Ucapannya menghentikan langkah-langkah kaki dua pemuda yang berjalan tergesa di depannya. Mereka berdua menoleh padanya dengan tatapan bingung.

"Kenapa?" ucap sang pemuda yang berbekal pedang.

"Ada sesuatu yang ingin kulakukan." Jawabnya.

"Apa itu? Perlukah kami ikut? Mungkin kami bisa membantumu, Sensei."

Tatapannya bersibobrok dengan netra biru gelap pemuda berambut landak.

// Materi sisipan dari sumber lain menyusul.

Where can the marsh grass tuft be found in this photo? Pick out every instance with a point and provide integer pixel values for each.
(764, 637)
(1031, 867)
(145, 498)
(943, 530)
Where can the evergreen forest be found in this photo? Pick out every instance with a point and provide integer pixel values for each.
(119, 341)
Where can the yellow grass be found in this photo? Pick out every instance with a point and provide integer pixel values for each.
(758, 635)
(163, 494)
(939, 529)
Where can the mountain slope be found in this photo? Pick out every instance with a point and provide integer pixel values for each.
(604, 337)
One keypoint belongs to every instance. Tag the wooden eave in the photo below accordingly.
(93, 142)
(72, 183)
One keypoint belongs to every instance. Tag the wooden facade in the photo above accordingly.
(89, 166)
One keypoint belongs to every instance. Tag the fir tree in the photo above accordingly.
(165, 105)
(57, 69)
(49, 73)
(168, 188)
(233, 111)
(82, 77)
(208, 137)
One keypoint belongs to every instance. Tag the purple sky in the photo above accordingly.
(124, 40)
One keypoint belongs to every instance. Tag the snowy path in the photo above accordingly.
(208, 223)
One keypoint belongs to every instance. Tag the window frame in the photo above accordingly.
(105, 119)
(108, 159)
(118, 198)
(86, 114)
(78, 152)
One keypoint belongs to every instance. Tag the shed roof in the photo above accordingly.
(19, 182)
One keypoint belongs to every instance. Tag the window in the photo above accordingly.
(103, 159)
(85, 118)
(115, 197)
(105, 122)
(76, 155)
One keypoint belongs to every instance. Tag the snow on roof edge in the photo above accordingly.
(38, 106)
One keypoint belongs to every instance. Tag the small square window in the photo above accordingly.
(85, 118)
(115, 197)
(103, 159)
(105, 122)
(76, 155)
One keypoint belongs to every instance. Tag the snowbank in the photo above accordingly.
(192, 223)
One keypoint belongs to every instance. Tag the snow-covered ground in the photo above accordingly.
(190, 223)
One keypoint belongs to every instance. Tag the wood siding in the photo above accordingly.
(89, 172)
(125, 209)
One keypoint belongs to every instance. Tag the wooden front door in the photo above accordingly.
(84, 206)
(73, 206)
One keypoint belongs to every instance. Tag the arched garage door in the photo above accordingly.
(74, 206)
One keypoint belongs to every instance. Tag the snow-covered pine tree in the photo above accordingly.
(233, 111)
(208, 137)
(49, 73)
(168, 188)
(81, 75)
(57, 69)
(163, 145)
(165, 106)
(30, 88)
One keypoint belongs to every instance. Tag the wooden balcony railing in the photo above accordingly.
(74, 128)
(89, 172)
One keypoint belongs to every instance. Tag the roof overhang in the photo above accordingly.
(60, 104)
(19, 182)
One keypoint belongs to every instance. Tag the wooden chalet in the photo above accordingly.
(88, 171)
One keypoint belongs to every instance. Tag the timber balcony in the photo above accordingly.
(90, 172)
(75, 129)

"Sesuatu yang amat sangat penting, kalian tidak bisa melakukannya, jadi biar aku saja." Tolaknya sembari mengangkat telapak tangan mengisyaratkan 'tidak'.

Keduanya terlihat seperti menimang-nimang jawaban apa yang akan dikeluarkan dalam keterdiaman mereka. Alasannya sangat sederhana, mereka kekurangan pasukan, satu orang sangatlah berharga di masa-masa genting seperti sekarang ini. Pihaknya membutuhkan lebih dari sekedar satu uluran tangan.

"Kalau bagi Sensei urusan itu memang sangatlah penting, aku tidak keberatan. Lagi pula Sukuna, si ancaman terbesar juga sudah dikalahkan."

"Aku setuju dengan Fushiguro."

"Baiklah, aku akan pergi. Sampai jumpa lagi, Fushiguro, Okkotsu."

Ia berbalik, mengepakkan sayap hitamnya ke udara, berkelana jauh ke arah barat dalam wujud gagaknya.

•••


Halo, guys😁

Sedikit info, gargantua yang saya maksud di sini adalah penyebutan dari lubang hitam yang ada di film Interstellar.